I want to say that the same problem hit me going north of town. Yeah, I could have stopped at Bill’s in Hull, or I could have kept going up the same road another twenty miles to Zeb Dean’s. I’ll tell you the truth, if you live in Athens and you’ve got a car, you’re spoiled for choice.

Bar-B-Que Shack keeps slightly better hours than Paul’s. They’re open three whole days each week, Thursday, Friday and Saturday. This does mean that one reason I haven’t stopped by in the last year and a half is pretty simple. I only just started working Thursday as a short day, instead of Wednesday. So with a Thursday free, I asked Randy whether he was free to go back to the old college town – he and I met there as students twenty years back – and take a break from his business craziness. I was really looking forward to trying the Shack again. It had been a pretty long time; probably the last time I visited was shortly after Marie and I started dating, most likely in early 2007. That was another little strike against it, actually.
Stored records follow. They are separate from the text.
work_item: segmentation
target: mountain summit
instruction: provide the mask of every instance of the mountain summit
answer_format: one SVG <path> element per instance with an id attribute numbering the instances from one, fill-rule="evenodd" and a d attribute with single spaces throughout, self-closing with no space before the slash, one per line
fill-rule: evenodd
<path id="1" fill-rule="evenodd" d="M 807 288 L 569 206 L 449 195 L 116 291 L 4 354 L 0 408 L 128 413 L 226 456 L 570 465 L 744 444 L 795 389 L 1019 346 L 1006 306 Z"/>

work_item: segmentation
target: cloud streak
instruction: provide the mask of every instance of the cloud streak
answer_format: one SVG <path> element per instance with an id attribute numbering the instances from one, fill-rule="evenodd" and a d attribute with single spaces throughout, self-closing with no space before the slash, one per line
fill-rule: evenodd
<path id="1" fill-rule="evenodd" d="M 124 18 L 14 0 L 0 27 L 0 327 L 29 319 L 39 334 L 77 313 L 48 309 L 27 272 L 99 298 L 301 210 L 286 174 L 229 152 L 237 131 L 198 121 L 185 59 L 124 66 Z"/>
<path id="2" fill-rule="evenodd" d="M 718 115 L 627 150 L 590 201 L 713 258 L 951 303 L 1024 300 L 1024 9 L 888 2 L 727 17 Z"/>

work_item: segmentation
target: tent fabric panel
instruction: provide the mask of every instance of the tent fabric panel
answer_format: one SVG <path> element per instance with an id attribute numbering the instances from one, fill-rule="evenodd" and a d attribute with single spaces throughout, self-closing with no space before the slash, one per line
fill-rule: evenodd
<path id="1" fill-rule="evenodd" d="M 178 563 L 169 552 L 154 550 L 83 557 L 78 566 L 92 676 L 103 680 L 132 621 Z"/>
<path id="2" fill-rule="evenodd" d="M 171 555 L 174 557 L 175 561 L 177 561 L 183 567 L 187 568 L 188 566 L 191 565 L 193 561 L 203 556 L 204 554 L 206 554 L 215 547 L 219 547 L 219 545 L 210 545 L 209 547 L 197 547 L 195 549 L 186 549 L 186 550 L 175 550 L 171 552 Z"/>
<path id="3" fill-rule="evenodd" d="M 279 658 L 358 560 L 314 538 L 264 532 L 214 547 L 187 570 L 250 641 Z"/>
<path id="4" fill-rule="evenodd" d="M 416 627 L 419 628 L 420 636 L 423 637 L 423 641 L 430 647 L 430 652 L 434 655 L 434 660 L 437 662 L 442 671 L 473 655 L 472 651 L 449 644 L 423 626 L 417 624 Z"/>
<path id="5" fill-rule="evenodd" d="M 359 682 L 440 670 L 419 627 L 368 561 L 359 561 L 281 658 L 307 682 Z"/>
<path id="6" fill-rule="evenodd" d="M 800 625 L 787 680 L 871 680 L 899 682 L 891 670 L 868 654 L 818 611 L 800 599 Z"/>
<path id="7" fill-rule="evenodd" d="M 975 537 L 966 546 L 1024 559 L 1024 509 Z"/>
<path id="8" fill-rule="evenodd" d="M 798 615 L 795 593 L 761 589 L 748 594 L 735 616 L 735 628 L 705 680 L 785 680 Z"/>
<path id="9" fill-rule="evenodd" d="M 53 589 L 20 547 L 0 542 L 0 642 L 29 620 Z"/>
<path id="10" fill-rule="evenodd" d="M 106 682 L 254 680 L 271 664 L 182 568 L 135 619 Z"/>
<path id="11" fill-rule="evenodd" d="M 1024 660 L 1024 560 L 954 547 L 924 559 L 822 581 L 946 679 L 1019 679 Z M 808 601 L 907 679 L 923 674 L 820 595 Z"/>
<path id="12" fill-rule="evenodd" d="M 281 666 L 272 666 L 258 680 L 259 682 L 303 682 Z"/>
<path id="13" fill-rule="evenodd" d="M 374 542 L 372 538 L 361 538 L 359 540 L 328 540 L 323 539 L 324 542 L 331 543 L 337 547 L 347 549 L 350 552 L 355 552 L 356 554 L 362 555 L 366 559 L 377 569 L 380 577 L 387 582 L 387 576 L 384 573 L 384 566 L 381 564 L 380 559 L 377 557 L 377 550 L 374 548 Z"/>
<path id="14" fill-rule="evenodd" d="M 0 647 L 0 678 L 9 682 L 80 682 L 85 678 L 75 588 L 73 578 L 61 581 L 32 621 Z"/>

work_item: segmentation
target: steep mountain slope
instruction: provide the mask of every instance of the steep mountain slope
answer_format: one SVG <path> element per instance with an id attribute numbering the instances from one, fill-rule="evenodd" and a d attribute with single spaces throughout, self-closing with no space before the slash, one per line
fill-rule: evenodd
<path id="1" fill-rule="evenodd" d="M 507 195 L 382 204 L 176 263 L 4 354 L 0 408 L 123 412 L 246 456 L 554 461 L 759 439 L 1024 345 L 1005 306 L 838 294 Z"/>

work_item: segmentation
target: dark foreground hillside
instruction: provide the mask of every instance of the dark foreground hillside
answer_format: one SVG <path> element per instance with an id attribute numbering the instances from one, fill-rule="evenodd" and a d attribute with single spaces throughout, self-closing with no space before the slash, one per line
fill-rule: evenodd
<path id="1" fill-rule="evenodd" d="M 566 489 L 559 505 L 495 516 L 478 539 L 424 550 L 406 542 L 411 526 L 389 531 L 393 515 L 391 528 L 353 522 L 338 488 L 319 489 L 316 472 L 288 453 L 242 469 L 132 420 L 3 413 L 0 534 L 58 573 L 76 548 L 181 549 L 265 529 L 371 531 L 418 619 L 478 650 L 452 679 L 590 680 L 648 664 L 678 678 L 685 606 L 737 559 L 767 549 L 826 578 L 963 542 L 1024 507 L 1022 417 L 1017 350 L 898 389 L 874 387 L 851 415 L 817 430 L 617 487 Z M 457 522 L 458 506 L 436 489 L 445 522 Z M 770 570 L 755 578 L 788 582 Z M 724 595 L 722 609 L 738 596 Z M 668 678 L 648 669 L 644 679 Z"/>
Marie preferred another BBQ place, the excellent Jot ’em Down.

Anyway, Bar-B-Que Shack is one remarkably consistent restaurant. It looks and feels exactly the same as when I first visited, not too long after the owner, Mary Hart, opened the place. There’s a pitcher of sweet tea and five bottled sauces already on the table when you take a bench, laminated menus on green construction paper awaiting your consideration. It’s not like it’s a menu full of choices – the only question that I ever ask is whether I’d like to spend $8 for a regular-sized plate or $10 for a large – but I have heard that the chicken and the ribs here are pretty good, too. The sauces are all really great. They have a traditional Carolina vinegar sauce, either mild or as a “hot and sour,” or a dark, but thin, tomato-based sauce in three degrees of spice. The extra-hot really is a knockout, with a stunning aftertaste; I strongly advise you try that on a bite or two of bread before pouring it over your chopped pork.

One extra note for anybody looking to give this place a try: give yourself an extra two or three minutes to drive through the completely bizarre neighborhood right behind the restaurant on Reed Street. The identikit, ugly duplexes in this community are just fascinating to me, and while I’m no expert in residential architecture, I have never seen homes like them anywhere. The unkempt lawns, very low prices on the rental signs and boarded windows indicate that this is a dying neighborhood, and the 2010 crime statistics back that assumption, but the design of the homes is so incredibly unusual that I find it an irresistible attraction.

Most of you, I expect, given that extra few minutes would probably choose to indulge in Bar-B-Que Shack’s banana pudding instead. It is, by any measure, some of the best that you’ll ever have.